Before the Battle of Agincourt in 1415, the French, anticipating victory over the English, proposed to cut off the middle finger of all captured English soldiers. Without the middle finger, it would be impossible to draw the renowned English longbow and therefore be incapable of fighting in the future. 

This famous weapon was made of the native English Yew tree, and the act of drawing the longbow was known as "plucking the yew." Much to the bewilderment of the French, the English won a major upset and began mocking the French by waving their middle fingers at the defeated French,saying, "See, we can still pluck yew! PLUCK YEW!" 

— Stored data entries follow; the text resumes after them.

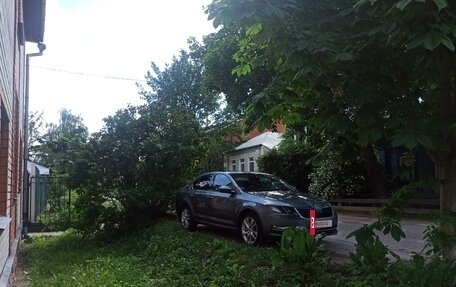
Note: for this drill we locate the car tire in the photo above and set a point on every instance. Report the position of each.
(186, 219)
(250, 229)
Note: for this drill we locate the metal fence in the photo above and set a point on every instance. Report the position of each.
(49, 203)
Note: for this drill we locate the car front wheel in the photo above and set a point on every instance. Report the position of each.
(251, 229)
(186, 219)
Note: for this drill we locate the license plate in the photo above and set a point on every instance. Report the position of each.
(323, 223)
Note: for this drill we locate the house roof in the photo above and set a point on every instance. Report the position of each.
(267, 139)
(41, 169)
(34, 18)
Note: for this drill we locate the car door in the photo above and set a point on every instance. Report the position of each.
(224, 204)
(200, 196)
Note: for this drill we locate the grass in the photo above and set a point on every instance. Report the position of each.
(162, 255)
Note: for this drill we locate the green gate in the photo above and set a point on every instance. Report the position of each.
(50, 203)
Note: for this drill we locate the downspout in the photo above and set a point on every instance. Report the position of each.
(26, 201)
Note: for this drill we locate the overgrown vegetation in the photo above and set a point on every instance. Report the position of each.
(167, 255)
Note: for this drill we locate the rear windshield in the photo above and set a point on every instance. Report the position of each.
(260, 182)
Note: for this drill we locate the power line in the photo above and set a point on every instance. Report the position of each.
(88, 75)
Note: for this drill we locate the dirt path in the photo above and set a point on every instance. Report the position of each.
(20, 277)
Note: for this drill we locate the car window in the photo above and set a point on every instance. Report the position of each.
(222, 180)
(260, 182)
(204, 182)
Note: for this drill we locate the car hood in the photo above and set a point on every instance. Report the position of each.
(292, 198)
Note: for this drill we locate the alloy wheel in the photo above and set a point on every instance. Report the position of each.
(250, 230)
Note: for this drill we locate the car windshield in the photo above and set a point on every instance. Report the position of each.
(260, 182)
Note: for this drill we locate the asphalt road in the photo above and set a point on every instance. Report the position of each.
(340, 247)
(413, 229)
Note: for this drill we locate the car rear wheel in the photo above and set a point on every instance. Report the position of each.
(251, 229)
(186, 219)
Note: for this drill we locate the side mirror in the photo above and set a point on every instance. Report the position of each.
(225, 189)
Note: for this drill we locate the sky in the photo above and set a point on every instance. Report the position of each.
(98, 50)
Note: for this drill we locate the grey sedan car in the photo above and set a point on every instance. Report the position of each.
(259, 205)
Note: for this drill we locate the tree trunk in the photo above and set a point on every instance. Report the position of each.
(376, 182)
(446, 170)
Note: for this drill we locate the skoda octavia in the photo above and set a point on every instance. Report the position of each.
(259, 205)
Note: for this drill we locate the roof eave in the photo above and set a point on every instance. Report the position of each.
(34, 19)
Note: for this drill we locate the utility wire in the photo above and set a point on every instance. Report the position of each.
(87, 74)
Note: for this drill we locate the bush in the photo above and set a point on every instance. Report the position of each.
(337, 177)
(291, 162)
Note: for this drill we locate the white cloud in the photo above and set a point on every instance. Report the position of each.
(107, 38)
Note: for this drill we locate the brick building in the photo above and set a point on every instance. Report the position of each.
(21, 21)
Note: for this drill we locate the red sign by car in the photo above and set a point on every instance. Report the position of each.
(312, 222)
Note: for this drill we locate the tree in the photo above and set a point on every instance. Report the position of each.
(180, 85)
(35, 131)
(218, 59)
(58, 147)
(374, 72)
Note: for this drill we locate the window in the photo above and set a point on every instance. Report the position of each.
(221, 180)
(251, 163)
(407, 167)
(233, 165)
(204, 182)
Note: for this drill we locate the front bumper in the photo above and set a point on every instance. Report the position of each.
(277, 223)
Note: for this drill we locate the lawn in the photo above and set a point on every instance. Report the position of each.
(163, 255)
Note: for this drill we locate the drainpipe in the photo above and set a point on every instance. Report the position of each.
(26, 195)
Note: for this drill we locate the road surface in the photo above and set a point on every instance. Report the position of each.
(413, 229)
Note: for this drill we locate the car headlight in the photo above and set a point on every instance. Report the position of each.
(285, 210)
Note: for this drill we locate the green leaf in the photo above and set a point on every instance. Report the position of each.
(402, 4)
(253, 29)
(441, 4)
(432, 40)
(397, 233)
(447, 42)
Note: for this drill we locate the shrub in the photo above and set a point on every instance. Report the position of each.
(336, 177)
(291, 162)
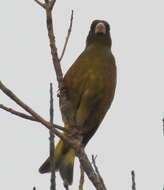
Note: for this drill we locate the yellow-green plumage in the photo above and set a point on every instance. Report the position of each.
(90, 85)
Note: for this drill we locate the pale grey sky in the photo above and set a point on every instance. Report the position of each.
(130, 136)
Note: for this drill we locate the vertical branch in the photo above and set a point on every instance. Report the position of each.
(68, 35)
(163, 125)
(52, 146)
(66, 187)
(55, 58)
(81, 178)
(133, 180)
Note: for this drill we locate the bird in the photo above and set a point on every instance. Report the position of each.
(90, 85)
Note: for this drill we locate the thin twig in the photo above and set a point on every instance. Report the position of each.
(52, 4)
(40, 3)
(67, 37)
(47, 124)
(66, 186)
(52, 146)
(81, 178)
(97, 171)
(133, 180)
(25, 116)
(163, 125)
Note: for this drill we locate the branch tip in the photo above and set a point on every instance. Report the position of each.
(40, 3)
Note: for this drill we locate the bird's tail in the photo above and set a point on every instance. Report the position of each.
(64, 162)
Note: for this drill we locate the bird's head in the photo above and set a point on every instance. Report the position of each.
(99, 33)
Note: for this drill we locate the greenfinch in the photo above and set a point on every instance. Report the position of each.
(90, 86)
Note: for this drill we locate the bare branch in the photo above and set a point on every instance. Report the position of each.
(97, 171)
(81, 178)
(24, 116)
(52, 144)
(52, 4)
(67, 37)
(40, 3)
(66, 186)
(36, 116)
(133, 180)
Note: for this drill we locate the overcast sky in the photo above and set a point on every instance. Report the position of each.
(130, 137)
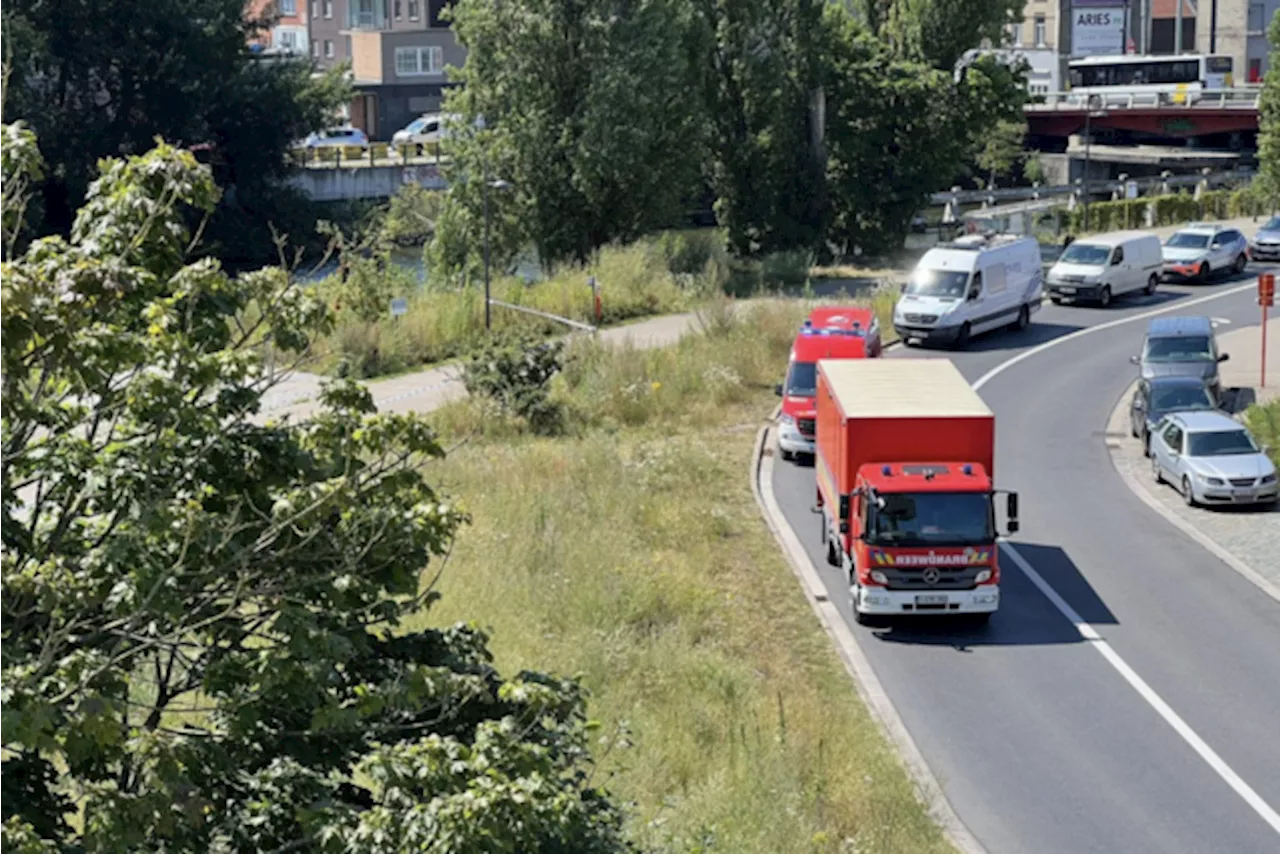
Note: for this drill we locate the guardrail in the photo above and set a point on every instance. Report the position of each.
(1238, 97)
(375, 154)
(1157, 183)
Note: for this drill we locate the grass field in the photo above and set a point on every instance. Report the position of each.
(631, 552)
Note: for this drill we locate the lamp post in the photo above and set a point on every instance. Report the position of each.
(1089, 113)
(496, 185)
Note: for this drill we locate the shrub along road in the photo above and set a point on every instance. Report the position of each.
(1041, 743)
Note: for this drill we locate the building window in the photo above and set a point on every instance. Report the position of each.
(1257, 18)
(417, 62)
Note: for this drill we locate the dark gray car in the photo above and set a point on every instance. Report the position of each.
(1157, 397)
(1182, 347)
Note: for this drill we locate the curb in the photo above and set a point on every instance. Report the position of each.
(865, 681)
(1191, 530)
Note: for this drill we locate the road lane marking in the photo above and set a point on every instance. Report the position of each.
(1253, 799)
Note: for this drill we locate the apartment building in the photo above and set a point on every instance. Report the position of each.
(1238, 30)
(398, 51)
(289, 30)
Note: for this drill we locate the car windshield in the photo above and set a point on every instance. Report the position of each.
(1086, 254)
(932, 519)
(803, 379)
(1183, 348)
(1220, 443)
(937, 283)
(1185, 397)
(1188, 241)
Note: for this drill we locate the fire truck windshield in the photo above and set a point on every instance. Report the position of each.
(932, 519)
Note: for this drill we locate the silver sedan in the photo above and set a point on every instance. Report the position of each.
(1211, 460)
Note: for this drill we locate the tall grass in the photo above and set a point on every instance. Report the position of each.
(631, 553)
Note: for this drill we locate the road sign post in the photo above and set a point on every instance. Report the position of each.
(1266, 298)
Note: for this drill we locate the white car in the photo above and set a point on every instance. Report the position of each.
(330, 137)
(1212, 460)
(1201, 250)
(425, 129)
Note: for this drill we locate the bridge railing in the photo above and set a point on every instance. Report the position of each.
(1238, 97)
(374, 154)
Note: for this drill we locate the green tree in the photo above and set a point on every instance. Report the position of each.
(1002, 149)
(101, 78)
(1269, 123)
(764, 72)
(202, 638)
(588, 114)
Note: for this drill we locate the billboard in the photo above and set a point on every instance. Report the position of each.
(1097, 27)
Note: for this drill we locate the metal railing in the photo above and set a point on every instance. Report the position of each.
(1243, 97)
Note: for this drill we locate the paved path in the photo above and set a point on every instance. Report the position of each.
(1124, 697)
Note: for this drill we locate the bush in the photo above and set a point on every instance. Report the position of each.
(516, 374)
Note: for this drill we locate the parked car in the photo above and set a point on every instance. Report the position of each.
(330, 137)
(1265, 245)
(1159, 396)
(1201, 250)
(1104, 266)
(425, 129)
(1182, 347)
(1212, 460)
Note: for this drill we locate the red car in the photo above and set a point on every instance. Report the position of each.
(831, 332)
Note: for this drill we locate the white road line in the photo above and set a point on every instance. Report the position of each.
(1144, 690)
(1261, 807)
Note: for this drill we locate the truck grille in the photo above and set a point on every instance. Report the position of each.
(949, 579)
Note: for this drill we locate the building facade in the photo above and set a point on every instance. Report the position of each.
(397, 50)
(1239, 31)
(288, 33)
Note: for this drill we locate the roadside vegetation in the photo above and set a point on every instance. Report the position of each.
(626, 547)
(1264, 423)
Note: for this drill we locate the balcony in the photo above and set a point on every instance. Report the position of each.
(366, 14)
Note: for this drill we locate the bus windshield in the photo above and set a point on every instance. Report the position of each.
(932, 519)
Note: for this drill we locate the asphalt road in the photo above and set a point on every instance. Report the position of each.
(1046, 741)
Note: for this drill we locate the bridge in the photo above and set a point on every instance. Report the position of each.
(1192, 115)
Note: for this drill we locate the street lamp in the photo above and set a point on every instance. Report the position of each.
(1089, 113)
(497, 185)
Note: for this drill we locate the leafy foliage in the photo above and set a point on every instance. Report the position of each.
(201, 612)
(105, 78)
(516, 373)
(588, 115)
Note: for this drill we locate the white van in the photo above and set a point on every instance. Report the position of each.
(1102, 266)
(970, 286)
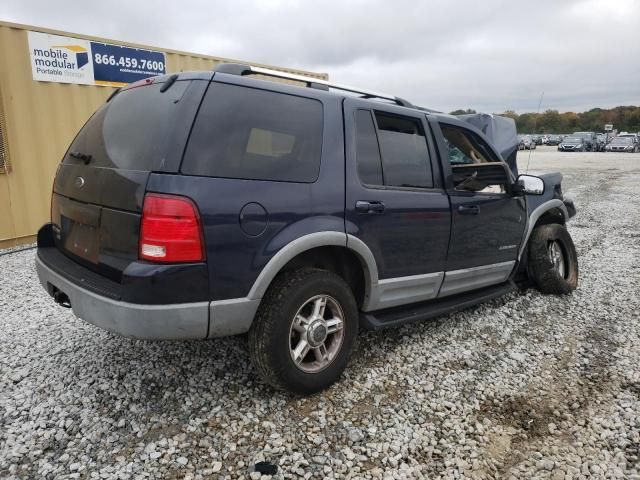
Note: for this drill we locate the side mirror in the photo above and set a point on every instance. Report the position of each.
(528, 184)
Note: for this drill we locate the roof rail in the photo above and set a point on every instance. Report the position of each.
(240, 69)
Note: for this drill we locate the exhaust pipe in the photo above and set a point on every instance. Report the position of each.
(61, 299)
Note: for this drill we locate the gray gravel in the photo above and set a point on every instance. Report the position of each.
(525, 386)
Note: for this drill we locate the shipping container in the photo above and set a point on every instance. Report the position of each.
(50, 83)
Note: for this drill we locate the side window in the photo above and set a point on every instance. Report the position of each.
(367, 151)
(405, 157)
(466, 147)
(256, 135)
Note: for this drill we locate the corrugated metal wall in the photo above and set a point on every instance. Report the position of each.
(40, 121)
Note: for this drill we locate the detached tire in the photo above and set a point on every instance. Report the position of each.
(553, 262)
(304, 331)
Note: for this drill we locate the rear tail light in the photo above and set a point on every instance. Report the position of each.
(170, 230)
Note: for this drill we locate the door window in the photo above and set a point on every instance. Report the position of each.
(466, 149)
(396, 155)
(465, 146)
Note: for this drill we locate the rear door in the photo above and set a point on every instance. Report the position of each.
(395, 201)
(487, 225)
(100, 184)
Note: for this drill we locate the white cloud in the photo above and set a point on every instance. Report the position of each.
(491, 55)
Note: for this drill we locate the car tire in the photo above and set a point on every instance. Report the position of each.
(553, 261)
(278, 333)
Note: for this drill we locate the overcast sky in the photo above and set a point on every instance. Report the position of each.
(490, 55)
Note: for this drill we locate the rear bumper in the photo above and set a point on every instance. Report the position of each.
(152, 322)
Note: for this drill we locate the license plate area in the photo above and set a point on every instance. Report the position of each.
(80, 225)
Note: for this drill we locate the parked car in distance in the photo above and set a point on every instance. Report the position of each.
(526, 143)
(572, 144)
(206, 204)
(633, 136)
(553, 140)
(622, 144)
(590, 140)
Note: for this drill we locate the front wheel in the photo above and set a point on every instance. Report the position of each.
(553, 261)
(304, 331)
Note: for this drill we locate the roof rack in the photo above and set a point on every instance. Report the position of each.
(240, 69)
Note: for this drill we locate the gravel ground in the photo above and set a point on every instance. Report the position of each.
(526, 386)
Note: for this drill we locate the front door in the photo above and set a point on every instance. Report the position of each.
(395, 201)
(487, 224)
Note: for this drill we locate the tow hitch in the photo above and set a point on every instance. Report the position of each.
(61, 298)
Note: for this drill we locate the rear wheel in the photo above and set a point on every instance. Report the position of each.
(304, 330)
(553, 262)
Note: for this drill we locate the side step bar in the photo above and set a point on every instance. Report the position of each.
(396, 316)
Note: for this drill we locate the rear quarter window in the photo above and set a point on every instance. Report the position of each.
(253, 134)
(134, 130)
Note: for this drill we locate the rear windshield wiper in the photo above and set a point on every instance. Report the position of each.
(85, 157)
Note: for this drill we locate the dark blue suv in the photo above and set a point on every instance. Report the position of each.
(199, 205)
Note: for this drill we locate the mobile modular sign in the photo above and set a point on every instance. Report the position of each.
(55, 58)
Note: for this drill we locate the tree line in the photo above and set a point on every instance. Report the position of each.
(623, 118)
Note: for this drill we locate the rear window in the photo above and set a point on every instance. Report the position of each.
(133, 131)
(255, 134)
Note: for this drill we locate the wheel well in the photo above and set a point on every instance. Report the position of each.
(339, 260)
(553, 215)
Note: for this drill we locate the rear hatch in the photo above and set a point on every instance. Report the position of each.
(100, 185)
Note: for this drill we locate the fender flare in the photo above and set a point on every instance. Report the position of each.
(308, 242)
(535, 216)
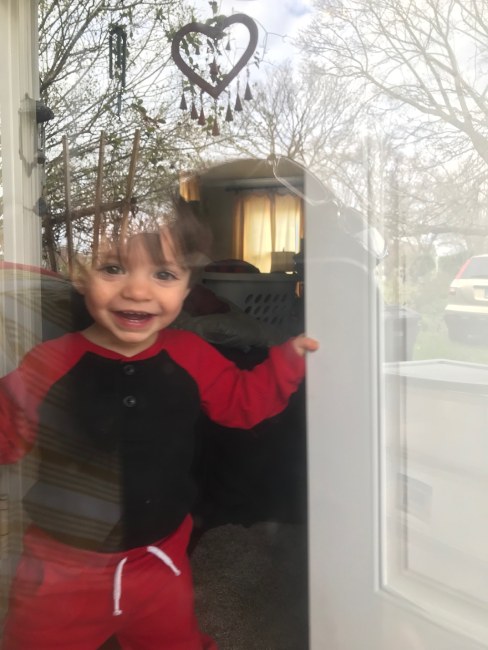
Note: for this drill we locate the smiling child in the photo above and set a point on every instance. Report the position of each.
(111, 411)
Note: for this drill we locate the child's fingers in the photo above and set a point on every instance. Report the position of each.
(303, 344)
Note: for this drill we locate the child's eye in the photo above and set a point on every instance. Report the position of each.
(165, 275)
(111, 269)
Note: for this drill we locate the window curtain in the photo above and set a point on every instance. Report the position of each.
(266, 222)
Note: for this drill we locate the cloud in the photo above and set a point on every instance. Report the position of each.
(298, 8)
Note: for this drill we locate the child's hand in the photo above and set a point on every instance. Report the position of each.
(303, 344)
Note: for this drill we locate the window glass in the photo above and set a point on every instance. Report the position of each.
(373, 119)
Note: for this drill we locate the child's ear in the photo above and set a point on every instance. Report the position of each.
(78, 282)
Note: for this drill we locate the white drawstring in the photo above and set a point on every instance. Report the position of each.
(164, 558)
(118, 586)
(117, 590)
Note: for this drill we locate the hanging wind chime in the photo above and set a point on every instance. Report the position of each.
(211, 77)
(118, 60)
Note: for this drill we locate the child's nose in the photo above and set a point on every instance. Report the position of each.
(136, 287)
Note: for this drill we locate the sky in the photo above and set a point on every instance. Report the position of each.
(279, 21)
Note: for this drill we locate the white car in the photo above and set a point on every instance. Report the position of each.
(466, 314)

Over the years, some 'folk etymologies' have grown up around this symbolic gesture. Since 'pluck yew' is rather difficult to say (like "pleasant mother pheasant plucker", which is who you had to go to for the feathers used on the arrows for the longbow), the difficult consonant cluster at the beginning has gradually changed to a labiodental fricative 'F', and thus the words often used in conjunction with the one-finger-salute are mistakenly thought to have something to do with an intimate encounter. 

It is also because of the pheasant feathers on the arrows that the symbolic gesture is known as "giving the bird."


----------



## Zebedee (Oct 3, 2007)

Babs, I am waving the twin digits of derision in your direction.   

Any idea where they came from?


----------



## Jiggles (Apr 17, 2007)

The two fingers needed to pull the bow string silly, they were waved at the french to show they still had both.


----------



## andyangyh (May 1, 2005)

_The two fingers needed to pull the bow string silly, they were waved at the french to show they still had both_

Apparently not! I had always thought this was true but, according to Stephen Fry on QI this week, it is a myth first arising in the 1970's. The actual V sign was first recorded in the early 1900's and has nothing to do with Agincourt, bows or the French. It is seen in other cultures but is usually presented as the two horns that are the sign of the cuckold. Gosh - what did we do before the internet (and Stephen Fry!)?


----------



## Zebedee (Oct 3, 2007)

Right answer Andy - and even that is far from certain. Like many sayings etc, by the time it has done the rounds of the 'Chinese whispers' it bears little resemblance to the original. Interesting though.  

Sorry Jiggles. I was feeling mischievous! 

What about "_Going off at half cock_"? I expect most people know vaguely where it originates, but what about the detail?


----------